We are realising it on a phase wise basis. As and when we are releasing from the launched projects, in the new phase we re-evaluate the market conditions with inflationary impact and accordingly revise our prices.
We believe that the 6-8 percent kind of an inflationary cost, which is impacting all of us, we should be able to pass on even going forward.
Q: So is that the price rise that you have seen even in fourth quarter - six-eight percent?
A: Yes. That’s the annual price rise we are talking about.
Q: In the flats that you sold and year on year rise of six percent is what you would think has been the case?
A: Yes, you are right.
Q: What about margins? Are you noticing any improvement in your margins probably because of material cost coming down given this slowdown talk that we hear?
A: So far we haven’t seen the impact of material cost coming down. On balance, while we do realise that in last few weeks, cement prices have softened and steel prices remain more or less stable at around Rs 45,000 or so.
However, there has been generally no decline in trend. There are so many inputs we use especially the labour cost and other related costs - they are going by double digits, about 12-15 percent has been the hike in our labour costs.
So, something always gets compensated here and there. We cater for that. So, on balance, we do not hope that the margins should expand from where we currently are, but we try to manage and maintain the margins which we are enjoying currently.
Q: Could you tell us what the project pipeline currently stands at and how many million square feet perhaps and your key launches in FY14?
A: Currently, we have about 18-18.50 million square feet of project pipeline under construction. In this financial year we should be able to 10 million plus square feet of new launches as we move forward in these four quarters.
Q: What’s the debt situation? Have you reduced any debt? What is the debt and what is the annual interest outgo?
A: We have been able to reduce our debt from the last quarter. Our current rate of interest stands at around 13.4 percent. We do believe that we will continue to generate positive cash flows in times to come as well.
Q: Will you be making a foray into any other cities? Will you be looking at any other cities and can you give us some idea of whether there is de-growth, whether there is fall in demand or fall in prices or accumulated inventory in any of the other cities where you have taken interest.
A: We have taken interest in some of the southern cities - Hyderabad, Cochin and Calicut. We may also get into the NCR market besides in Gurgaon also. We do find that the Gurgaon especially for the apartments is showing some sign of slowdown.
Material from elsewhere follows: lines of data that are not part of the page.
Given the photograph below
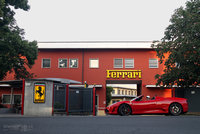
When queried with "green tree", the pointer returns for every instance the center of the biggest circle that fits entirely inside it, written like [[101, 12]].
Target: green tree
[[17, 55], [180, 48], [108, 95]]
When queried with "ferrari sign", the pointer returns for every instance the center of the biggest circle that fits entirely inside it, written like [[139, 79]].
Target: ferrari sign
[[116, 74], [39, 93]]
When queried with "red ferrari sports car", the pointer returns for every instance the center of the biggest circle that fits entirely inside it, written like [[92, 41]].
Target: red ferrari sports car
[[156, 105]]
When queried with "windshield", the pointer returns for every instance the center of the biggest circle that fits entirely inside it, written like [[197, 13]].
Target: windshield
[[137, 98]]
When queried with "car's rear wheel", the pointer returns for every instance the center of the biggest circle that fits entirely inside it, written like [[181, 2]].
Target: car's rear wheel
[[124, 110], [175, 109]]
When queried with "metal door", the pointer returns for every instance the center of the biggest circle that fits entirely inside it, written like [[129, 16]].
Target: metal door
[[59, 97], [80, 100]]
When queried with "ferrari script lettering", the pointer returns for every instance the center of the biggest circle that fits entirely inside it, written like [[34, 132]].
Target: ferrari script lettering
[[116, 74]]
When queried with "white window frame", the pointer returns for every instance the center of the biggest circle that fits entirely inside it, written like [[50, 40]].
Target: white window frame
[[114, 62], [14, 97], [156, 61], [59, 62], [90, 62], [42, 62], [73, 59], [129, 59], [3, 97], [10, 98]]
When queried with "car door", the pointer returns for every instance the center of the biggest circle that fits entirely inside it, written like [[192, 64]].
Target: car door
[[144, 106]]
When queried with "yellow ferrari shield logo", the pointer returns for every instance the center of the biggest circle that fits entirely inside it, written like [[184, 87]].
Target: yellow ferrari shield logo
[[39, 93]]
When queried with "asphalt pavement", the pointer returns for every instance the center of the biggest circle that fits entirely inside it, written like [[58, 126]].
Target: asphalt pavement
[[135, 124]]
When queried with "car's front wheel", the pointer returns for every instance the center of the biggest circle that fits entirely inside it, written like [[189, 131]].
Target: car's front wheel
[[124, 110], [175, 109]]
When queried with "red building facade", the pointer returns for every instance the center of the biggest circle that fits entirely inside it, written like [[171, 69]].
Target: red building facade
[[101, 63]]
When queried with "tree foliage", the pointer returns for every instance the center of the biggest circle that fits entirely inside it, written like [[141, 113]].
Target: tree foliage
[[108, 95], [16, 53], [181, 44]]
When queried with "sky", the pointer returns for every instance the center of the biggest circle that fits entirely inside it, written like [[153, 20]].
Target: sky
[[96, 20]]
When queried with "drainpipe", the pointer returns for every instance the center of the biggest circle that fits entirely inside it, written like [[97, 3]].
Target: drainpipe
[[11, 97], [83, 66]]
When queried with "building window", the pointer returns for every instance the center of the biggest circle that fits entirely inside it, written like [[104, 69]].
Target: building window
[[118, 92], [113, 91], [94, 63], [46, 63], [129, 63], [6, 99], [118, 63], [17, 99], [73, 63], [62, 63], [153, 63]]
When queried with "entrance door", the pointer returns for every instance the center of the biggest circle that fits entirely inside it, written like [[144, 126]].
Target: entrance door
[[59, 98], [193, 96]]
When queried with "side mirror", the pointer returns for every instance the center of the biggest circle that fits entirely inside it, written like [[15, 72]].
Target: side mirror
[[148, 97]]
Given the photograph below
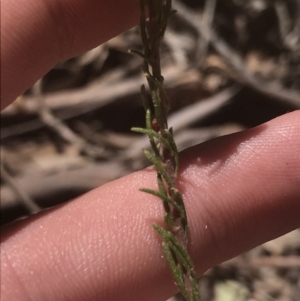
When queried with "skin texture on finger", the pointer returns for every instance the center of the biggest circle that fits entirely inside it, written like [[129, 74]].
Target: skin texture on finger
[[36, 34], [240, 190]]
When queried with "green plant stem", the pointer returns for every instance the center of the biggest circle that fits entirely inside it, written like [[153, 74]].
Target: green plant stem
[[164, 153]]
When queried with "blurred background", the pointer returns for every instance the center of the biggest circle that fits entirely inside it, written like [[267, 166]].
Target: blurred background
[[228, 65]]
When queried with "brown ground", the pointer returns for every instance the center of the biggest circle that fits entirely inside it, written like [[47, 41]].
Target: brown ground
[[71, 131]]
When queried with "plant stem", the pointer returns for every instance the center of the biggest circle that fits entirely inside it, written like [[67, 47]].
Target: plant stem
[[165, 155]]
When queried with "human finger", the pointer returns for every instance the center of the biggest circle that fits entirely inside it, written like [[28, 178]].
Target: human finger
[[239, 191], [36, 34]]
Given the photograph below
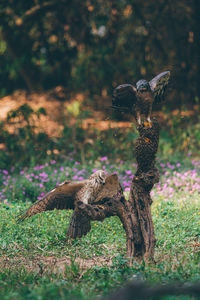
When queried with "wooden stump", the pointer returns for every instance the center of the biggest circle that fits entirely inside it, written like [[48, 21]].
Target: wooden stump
[[134, 214]]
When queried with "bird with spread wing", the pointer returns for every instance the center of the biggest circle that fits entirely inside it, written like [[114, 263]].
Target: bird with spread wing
[[70, 194], [139, 100]]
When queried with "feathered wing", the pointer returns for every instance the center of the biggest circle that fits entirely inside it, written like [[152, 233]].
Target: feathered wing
[[80, 223], [124, 97], [62, 197], [158, 85]]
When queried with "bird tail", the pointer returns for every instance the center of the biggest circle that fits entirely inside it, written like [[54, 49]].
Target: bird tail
[[79, 225]]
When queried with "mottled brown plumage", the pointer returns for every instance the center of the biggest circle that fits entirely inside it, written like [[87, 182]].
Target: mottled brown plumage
[[139, 100], [69, 195]]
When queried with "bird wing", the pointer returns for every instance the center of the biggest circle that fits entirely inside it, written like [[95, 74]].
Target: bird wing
[[124, 97], [62, 197], [158, 85]]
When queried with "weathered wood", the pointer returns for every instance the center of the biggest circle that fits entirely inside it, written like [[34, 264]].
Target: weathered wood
[[134, 214]]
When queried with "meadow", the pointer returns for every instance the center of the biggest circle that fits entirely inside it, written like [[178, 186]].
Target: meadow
[[36, 261]]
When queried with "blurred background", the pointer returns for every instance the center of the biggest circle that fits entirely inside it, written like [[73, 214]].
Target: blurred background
[[60, 61]]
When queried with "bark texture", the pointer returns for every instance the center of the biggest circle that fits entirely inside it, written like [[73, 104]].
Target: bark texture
[[134, 214]]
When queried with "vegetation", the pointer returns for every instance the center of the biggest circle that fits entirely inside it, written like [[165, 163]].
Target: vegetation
[[89, 47], [26, 142], [37, 262]]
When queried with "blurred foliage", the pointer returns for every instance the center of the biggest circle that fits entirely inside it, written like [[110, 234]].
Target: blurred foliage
[[23, 143], [95, 45]]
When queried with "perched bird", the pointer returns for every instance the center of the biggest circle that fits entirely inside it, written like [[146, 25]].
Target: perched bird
[[139, 100], [89, 191], [67, 194]]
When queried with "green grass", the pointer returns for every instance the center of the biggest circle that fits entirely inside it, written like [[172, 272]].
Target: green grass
[[36, 261], [26, 248]]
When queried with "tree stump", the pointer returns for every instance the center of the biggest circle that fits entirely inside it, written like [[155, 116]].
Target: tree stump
[[135, 214], [108, 200]]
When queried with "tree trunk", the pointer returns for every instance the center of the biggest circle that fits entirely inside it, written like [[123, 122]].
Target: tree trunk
[[134, 214]]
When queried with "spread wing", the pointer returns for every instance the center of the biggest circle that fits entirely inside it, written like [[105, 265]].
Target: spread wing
[[124, 97], [158, 85], [62, 197]]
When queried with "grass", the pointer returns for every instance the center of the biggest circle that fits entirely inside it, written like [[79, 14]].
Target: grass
[[36, 262]]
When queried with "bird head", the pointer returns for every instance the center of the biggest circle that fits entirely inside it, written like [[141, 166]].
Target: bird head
[[142, 86]]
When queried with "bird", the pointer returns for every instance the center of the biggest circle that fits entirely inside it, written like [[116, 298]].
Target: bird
[[67, 194], [139, 99], [89, 191]]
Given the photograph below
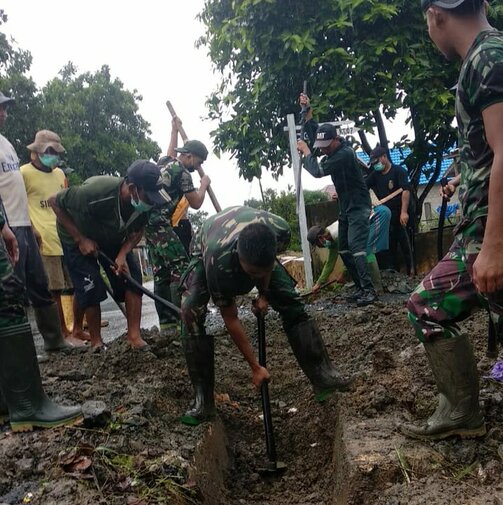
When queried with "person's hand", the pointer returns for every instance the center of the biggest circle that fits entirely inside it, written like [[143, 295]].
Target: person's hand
[[11, 244], [447, 191], [303, 148], [304, 100], [260, 305], [38, 237], [176, 122], [260, 375], [88, 247], [205, 181], [488, 270], [120, 265]]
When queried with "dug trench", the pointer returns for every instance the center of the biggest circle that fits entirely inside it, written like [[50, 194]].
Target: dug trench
[[347, 450]]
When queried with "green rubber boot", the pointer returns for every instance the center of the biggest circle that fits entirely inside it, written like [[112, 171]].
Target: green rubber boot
[[312, 356], [21, 384], [458, 412], [49, 326], [199, 353]]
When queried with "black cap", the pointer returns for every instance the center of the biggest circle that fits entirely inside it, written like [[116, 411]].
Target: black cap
[[6, 100], [376, 153], [325, 134], [313, 234], [444, 4], [194, 147], [147, 176]]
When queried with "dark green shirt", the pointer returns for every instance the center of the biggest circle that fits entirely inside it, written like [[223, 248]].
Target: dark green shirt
[[95, 209], [346, 174], [216, 245], [480, 85]]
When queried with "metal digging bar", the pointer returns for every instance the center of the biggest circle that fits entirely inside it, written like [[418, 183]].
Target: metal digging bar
[[274, 464]]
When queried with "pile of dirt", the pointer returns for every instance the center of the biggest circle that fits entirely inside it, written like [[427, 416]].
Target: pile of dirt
[[143, 454]]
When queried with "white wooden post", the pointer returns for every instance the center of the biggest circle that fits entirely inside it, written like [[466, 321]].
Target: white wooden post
[[292, 136]]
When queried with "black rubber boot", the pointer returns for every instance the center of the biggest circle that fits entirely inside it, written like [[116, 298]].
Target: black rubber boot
[[458, 413], [312, 356], [4, 410], [49, 326], [199, 353], [21, 384]]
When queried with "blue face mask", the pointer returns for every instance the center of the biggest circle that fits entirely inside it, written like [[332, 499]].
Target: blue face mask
[[140, 206], [49, 160]]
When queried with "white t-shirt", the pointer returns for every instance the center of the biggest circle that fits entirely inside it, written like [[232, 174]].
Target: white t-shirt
[[333, 229], [12, 188]]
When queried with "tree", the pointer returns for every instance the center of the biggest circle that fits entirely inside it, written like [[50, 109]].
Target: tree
[[15, 63], [284, 205], [98, 121], [363, 59]]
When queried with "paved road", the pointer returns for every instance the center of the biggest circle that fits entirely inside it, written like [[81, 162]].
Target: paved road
[[111, 313]]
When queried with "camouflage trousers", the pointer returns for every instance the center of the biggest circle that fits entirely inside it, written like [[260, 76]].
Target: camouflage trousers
[[169, 260], [12, 292], [447, 295], [281, 296]]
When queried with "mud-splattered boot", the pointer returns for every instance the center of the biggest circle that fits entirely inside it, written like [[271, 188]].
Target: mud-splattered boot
[[312, 356], [199, 353], [458, 412], [21, 384], [49, 325]]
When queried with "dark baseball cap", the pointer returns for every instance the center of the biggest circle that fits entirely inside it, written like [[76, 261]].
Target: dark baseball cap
[[376, 153], [6, 100], [194, 147], [325, 134], [444, 4], [313, 234], [147, 176]]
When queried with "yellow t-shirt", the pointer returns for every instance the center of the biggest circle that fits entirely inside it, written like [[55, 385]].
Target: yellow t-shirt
[[39, 187]]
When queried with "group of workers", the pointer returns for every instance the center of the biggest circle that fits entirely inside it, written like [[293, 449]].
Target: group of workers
[[236, 250]]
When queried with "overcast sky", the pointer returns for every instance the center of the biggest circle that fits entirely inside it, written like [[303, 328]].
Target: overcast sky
[[149, 46]]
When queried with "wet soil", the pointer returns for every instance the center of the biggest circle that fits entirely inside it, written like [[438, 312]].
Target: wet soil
[[142, 455]]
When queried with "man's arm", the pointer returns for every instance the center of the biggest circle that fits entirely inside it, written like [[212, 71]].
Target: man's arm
[[86, 245], [196, 198], [488, 267], [238, 335]]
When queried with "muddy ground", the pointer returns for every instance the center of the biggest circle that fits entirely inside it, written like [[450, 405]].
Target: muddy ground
[[142, 455]]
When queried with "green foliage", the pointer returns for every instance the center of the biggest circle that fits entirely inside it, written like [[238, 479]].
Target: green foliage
[[359, 57], [284, 205], [97, 118]]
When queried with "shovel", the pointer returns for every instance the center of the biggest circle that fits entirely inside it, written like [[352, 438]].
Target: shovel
[[137, 285], [274, 465]]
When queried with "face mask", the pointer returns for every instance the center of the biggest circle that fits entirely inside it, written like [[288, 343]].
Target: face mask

There have been lower sales but on other markets, rather Hyderabad market, gives a signal that prices are rising and absorption rates have improved. The southern cities especially Chennai and Bangalore remain relatively insulated and continue to show better performance.
Q: Is the Bangalore market getting matured or do you think it can continue with this run rate in FY14 as well because the big kicker has actually come in, in the kind of growth that we have seen in Bangalore.
A: My personal belief is Bangalore market has lots of steam. While for this year it may go for next decade or so and will continue to show good amount of growth.